Der endgültigen Berechnung der Förderung werden 3/12 des Einkommens aus 2020 und 9/12 des Einkommens aus 2021 zugrunde gelegt. 

  1. Problem: Der Antrag auf Aktualisierung kann nach Bestandskraft des daraufhin ergangenen BAföG-Bewilligungsbescheides nicht zurückgenommen werden. Das heißt, aus der Aktualisierung kommt ihr nicht wieder heraus. Wenn sich das Einkommen der Eltern, Ehegatt*innen oder Lebenspartner*innen  im Bewilligungszeitraum  erhöht, ergibt sich ggf. ein niedrigerer Fördersatz  als sich nach den Verhältnissen des vorletzten Kalenderjahres errechnen würde.
  2. Problem: Bei einer Aktualisierung wird das BAföG unter dem Vorbehalt der Rückforderung berechnet. Die Höhe der Förderung wird nachgerechnet, wenn die Steuerbescheide für die Kalenderjahre, in die der Bewilligungszeitraum fällt, hier vorliegen. Durch die endgültige Berechnung kann sich ergeben, dass ihr die Förderung vollständig oder teilweise zurückzahlen müsst.
  3. Antragsteller*innen sind stets rückzahlungspflichtig. Nur wenn die Eltern, Ehegatt*innen oder Lebenspartner*innen  schuldhaft Einkommen verschwiegen haben, besteht u. U. auch ein Anspruch auf Schadensersatz gegen diese. 
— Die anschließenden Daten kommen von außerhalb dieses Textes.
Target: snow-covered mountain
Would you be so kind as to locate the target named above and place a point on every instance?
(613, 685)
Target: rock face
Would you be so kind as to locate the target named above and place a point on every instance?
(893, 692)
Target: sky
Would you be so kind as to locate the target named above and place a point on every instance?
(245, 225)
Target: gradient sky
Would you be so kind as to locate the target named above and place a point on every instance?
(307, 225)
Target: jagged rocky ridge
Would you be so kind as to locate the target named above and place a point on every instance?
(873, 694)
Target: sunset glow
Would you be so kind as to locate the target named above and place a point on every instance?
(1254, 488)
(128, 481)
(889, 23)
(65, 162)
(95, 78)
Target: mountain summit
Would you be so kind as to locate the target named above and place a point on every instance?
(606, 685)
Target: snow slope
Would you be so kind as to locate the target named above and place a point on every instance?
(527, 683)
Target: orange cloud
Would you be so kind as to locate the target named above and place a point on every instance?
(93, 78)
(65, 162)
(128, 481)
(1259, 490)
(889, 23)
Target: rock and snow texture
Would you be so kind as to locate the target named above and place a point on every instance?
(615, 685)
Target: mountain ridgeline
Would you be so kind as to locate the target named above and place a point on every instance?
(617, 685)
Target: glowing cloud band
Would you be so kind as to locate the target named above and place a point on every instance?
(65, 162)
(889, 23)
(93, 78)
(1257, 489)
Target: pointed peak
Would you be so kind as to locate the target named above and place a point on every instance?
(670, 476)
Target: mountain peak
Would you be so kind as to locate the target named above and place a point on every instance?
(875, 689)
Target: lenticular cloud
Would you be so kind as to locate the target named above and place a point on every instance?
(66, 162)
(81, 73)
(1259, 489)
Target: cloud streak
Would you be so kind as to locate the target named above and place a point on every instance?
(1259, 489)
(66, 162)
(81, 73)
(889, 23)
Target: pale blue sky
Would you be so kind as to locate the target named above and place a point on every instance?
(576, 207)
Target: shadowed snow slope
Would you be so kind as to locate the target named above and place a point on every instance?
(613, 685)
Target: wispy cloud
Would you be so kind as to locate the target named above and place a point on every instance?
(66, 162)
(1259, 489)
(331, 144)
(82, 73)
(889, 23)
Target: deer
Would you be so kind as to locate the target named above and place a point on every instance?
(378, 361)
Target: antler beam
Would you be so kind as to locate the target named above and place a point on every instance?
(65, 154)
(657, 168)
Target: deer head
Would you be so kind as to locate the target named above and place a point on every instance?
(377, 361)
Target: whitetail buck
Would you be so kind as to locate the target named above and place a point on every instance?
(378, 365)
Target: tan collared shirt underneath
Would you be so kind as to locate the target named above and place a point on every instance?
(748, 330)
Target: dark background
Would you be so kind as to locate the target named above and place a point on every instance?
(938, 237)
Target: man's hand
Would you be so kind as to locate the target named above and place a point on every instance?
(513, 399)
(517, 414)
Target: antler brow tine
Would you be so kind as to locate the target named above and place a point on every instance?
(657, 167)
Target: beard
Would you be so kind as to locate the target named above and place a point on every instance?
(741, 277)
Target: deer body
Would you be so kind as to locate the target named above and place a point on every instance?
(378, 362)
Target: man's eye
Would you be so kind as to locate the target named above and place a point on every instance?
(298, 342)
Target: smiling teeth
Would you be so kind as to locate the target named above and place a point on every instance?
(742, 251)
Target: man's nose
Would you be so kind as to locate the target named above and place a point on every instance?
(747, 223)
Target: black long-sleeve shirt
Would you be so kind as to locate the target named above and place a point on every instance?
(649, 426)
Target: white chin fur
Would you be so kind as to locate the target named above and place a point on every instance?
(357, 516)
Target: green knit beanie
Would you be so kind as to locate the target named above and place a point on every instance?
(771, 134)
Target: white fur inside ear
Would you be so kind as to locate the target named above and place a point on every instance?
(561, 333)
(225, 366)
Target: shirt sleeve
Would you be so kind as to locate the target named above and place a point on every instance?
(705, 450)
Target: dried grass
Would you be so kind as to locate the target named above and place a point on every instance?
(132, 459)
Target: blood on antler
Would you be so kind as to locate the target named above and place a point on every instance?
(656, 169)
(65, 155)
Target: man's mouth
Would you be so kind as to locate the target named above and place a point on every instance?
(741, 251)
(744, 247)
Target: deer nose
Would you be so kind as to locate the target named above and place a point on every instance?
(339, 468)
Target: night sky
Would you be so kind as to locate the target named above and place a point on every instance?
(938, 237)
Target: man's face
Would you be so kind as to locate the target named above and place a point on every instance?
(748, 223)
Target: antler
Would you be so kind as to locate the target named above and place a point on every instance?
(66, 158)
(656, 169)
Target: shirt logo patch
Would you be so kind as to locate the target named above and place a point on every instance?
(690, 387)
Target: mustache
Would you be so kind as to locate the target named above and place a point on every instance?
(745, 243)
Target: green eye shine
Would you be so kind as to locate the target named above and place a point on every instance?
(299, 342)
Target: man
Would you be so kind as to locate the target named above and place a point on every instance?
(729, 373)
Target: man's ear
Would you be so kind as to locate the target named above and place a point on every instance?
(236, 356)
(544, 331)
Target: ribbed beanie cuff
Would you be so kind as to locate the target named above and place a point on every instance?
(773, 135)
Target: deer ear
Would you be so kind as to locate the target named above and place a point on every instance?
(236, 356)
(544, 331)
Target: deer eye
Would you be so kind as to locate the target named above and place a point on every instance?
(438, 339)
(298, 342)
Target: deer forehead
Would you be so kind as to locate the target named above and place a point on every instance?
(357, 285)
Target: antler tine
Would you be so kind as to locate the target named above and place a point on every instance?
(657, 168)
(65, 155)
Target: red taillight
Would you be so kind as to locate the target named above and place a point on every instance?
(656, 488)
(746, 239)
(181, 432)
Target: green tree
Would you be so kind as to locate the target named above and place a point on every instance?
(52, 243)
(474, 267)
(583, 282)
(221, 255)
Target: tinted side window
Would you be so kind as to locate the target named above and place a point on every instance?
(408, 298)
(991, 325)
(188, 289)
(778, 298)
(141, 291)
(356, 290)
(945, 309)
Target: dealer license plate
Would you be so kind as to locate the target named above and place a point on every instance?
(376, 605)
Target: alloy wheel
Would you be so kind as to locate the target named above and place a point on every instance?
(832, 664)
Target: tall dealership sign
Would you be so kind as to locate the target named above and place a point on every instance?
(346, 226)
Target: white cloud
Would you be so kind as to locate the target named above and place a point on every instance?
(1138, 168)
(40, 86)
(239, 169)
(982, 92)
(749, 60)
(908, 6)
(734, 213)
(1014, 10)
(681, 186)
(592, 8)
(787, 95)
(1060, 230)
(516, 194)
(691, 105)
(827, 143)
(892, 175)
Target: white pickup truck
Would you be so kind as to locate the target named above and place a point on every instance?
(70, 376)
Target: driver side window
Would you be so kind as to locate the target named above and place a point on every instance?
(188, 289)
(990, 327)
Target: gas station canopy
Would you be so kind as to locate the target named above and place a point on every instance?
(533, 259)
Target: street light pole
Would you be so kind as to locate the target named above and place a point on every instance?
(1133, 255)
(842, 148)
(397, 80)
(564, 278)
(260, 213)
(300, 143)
    Erhöht sich das Einkommen z. B. durch eine Abfindungs-, Bonuszahlung oder Lohnerhöhung unerwartet gegen Ende des der aktuellen Berechnung zugrundeliegenden zweiten Kalenderjahres, könnte es passieren, dass ihr die gesamte Förderung zurückzahlen müsst. 

Was sollte man also tun
Besprecht die Frage der Einkommensentwicklung mit den betroffenen Angehörigen. Die Aktualisierung bei Kurzarbeit über einen begrenzten Zeitraum könnte im Hinblick auf geringere Steuerzahlungen und Lohnerhöhungen  unter Umständen ungünstiger werden. 
Weist darauf hin, dass Einkommenserhöhungen sofort anzuzeigen sind und die Steuerbescheide der der Berechnung zugrundeliegenden Kalenderjahre sofort nach Bekanntgabe an die BAföG-Stelle gesendet werden.